Un’ampia revisione sistematica e meta-analisi, pubblicata su The Lancet Psychiatry, ha confrontato gli effetti cardiovascolari di vari farmaci utilizzati per il trattamento del Disturbo da Deficit di Attenzione e Iperattività (ADHD), inclusi stimolanti e inibitori della ricaptazione della noradrenalina. I risultati confermano solo lievi aumenti della pressione arteriosa e della frequenza cardiaca, senza differenze significative tra molecole come metilfenidato, lisdexamfetamina, atomoxetina e viloxazina.
Lo studio ha incluso 102 RCT con un follow-up di almeno 12 settimane (mediana: 7 settimane). Hanno partecipato 13.315 bambini e adolescenti (età media: 11 anni; 73% maschi) e 9387 adulti (età media: 35 anni; 57% maschi), tutti con diagnosi primaria di ADHD e trattati con uno dei seguenti farmaci: amfetamine, atomoxetina, bupropione, clonidina, guanfacina, lisdexamfetamina, metilfenidato, modafinil o viloxazina
Non sono state osservate differenze statisticamente significative tra i farmaci, in termini di incremento della pressione arteriosa sistolica o diastolica, in nessuna delle varie fasce d’età. Solo la guanfacina ha mostrato una riduzione consistente di pressione e pulsazioni rispetto al placebo. La viloxazina ha inoltre aumentato la pressione diastolica a breve termine nei bambini e adolescenti di 2,15 mmHg. Riguardo ad altri parametri ECG, sono state riscontrate modifiche minime, prive di immediate implicazioni cliniche.
Gli autori sottolineano che questi risultati non sono da considerarsi conclusivi, e invitano a una maggior standardizzazione nella segnalazione dei parametri ECG negli RCT sull’ADHD, anche se consigliano fortemente di monitorare pressione e frequenza cardiaca prima e durante la terapia, come da linee guida.

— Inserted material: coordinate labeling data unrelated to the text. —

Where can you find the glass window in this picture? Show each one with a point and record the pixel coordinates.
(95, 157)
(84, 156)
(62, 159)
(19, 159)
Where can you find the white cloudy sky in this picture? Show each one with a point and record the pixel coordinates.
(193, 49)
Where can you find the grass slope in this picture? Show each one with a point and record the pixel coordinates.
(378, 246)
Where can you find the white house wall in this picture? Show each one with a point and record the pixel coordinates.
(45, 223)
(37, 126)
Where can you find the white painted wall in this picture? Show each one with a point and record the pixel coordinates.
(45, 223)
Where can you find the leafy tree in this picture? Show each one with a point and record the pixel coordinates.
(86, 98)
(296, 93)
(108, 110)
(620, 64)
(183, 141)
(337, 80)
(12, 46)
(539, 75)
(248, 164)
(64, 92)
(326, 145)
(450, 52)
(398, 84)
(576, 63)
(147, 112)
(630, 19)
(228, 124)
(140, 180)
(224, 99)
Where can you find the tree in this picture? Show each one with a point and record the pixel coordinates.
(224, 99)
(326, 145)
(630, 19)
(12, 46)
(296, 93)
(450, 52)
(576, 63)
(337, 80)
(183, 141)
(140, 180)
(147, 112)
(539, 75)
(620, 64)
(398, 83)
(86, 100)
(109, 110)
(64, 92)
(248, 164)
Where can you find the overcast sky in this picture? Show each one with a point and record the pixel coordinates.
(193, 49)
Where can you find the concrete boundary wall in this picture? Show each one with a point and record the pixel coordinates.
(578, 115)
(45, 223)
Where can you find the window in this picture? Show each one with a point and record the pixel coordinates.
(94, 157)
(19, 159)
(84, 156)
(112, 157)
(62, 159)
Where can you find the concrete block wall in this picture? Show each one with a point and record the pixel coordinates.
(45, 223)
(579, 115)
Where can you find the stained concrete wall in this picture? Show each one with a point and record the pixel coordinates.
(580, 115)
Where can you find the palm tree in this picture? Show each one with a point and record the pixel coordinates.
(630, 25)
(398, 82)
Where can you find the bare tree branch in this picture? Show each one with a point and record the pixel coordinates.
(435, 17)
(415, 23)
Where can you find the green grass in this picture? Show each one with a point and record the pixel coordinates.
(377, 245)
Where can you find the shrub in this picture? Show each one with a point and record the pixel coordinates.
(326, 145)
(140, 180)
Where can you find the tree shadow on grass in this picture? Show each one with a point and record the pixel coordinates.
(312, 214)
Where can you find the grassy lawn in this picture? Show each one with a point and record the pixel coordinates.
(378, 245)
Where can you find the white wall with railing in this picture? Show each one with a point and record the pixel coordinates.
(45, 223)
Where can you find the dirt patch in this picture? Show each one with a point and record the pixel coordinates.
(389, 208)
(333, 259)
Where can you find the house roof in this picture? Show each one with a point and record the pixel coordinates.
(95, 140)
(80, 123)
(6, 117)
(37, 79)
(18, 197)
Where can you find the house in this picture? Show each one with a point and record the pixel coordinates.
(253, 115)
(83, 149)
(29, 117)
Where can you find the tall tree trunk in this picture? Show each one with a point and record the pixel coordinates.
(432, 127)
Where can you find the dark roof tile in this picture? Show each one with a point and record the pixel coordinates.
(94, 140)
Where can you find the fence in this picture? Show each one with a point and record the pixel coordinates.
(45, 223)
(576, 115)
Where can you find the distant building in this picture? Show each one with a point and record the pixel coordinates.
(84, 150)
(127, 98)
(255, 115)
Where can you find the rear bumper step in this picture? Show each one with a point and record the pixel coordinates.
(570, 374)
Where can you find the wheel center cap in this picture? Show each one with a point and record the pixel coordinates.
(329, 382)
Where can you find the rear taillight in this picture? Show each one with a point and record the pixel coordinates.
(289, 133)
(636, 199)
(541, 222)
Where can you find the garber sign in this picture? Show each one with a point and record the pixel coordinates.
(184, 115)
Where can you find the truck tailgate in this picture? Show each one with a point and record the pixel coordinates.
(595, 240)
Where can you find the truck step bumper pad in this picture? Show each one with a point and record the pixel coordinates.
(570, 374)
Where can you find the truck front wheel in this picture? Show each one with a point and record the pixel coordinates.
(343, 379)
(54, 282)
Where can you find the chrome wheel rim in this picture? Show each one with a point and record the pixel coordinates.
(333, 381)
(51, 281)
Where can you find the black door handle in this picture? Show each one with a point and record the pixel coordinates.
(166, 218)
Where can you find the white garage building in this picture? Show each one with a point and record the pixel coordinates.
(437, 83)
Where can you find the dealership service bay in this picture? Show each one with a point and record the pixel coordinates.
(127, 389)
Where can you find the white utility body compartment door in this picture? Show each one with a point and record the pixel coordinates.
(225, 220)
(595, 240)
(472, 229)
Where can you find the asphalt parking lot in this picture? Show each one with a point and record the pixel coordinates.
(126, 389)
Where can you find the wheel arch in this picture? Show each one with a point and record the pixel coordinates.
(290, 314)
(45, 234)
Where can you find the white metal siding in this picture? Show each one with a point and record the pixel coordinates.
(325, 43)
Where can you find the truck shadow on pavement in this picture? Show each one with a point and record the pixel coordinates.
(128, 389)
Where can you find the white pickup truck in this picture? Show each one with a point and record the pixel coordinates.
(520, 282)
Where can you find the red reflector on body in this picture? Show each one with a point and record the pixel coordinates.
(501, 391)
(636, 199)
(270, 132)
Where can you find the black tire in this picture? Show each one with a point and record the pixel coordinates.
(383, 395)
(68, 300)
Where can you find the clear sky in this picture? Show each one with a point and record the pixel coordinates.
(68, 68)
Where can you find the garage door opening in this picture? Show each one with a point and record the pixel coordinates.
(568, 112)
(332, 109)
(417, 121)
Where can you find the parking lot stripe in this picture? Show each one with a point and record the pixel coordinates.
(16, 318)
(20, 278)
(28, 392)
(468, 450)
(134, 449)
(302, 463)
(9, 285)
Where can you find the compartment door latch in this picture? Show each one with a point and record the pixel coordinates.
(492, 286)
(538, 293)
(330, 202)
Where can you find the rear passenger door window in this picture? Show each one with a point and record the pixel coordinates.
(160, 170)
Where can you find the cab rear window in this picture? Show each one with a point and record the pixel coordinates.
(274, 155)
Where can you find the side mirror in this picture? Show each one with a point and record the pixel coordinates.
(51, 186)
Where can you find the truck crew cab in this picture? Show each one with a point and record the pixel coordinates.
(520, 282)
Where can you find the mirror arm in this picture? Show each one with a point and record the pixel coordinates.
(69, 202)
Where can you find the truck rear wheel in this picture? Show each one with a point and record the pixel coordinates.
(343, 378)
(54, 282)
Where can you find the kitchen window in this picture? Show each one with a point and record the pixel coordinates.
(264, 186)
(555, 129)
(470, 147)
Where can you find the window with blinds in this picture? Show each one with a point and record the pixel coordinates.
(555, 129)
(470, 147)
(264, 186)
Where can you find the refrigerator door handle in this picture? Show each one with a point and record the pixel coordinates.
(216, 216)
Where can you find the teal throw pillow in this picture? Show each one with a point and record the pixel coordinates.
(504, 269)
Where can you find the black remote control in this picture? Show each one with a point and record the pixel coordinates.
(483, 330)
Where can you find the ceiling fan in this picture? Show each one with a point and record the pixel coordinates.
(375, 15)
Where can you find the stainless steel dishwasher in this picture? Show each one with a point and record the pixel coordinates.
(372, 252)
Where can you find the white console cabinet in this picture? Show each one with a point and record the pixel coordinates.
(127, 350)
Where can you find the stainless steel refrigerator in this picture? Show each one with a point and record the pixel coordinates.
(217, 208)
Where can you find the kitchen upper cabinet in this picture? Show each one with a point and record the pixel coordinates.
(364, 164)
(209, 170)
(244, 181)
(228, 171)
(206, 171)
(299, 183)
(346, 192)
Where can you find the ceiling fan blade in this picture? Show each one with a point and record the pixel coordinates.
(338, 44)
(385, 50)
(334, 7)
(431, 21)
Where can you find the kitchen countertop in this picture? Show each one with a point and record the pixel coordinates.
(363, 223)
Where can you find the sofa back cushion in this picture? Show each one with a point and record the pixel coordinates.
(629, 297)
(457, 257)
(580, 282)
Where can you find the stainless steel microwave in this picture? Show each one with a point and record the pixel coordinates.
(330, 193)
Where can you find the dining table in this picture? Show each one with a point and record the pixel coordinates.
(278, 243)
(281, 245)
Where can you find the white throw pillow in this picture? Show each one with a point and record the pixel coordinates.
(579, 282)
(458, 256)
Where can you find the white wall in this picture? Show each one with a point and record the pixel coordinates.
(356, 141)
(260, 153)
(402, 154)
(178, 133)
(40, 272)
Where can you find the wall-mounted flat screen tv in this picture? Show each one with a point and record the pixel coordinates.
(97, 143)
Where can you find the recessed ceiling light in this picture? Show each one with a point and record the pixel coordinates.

Tuttavia, evidenziano come il profilo di rischio cardiovascolare è generalmente contenuto, e per la maggioranza dei pazienti il bilancio rischio-beneficio resti favorevole.
I dati negli RCT rappresentano medie di gruppo e, in quanto tali, “forniscono un’indicazione generale sugli effetti cardiovascolari ma non sono applicabili al singolo paziente”.
In un editoriale associato, Steven R. Pliszka, professore e direttore del Dipartimento di Psichiatria presso la University of Texas Health Science Center a San Antonio, ha osservato che gli aumenti di pressione e frequenza cardiaca sono piccoli e in linea con altri studi che riportano incrementi medi di 5 mmHg e 5 battiti/min. Ha inoltre sottolineato che si tratta di effetti medi e che alcuni pazienti potrebbero manifestare valori borderline anomali.
Serve quindi una maggiore estensione e rappresentatività nei trial, soprattutto per quanto riguarda donne, anziani e minoranze etniche.
Sia Pliszka che gli autori della meta-analisi hanno affermato che l’analisi non può chiarire gli esiti a lungo termine, e chiedono ulteriori ricerche, ad esempio tramite analisi con intelligenza artificiale su grandi database, per identificare quali pazienti con ADHD sono maggiormente a rischio di eventi CV.
Gli scienziati raccomandano di non allarmarsi: gli effetti sono lievi e il rapporto tra benefici e rischi rimane positivo. Quando si usano farmaci per l’ADHD, i clinici devono essere vigili sugli effetti collaterali ma non evitarne l’uso e chi ha problemi cardiaci dovrebbe parlarne con il medico prima di iniziare la cura, hanno concluso gli autori.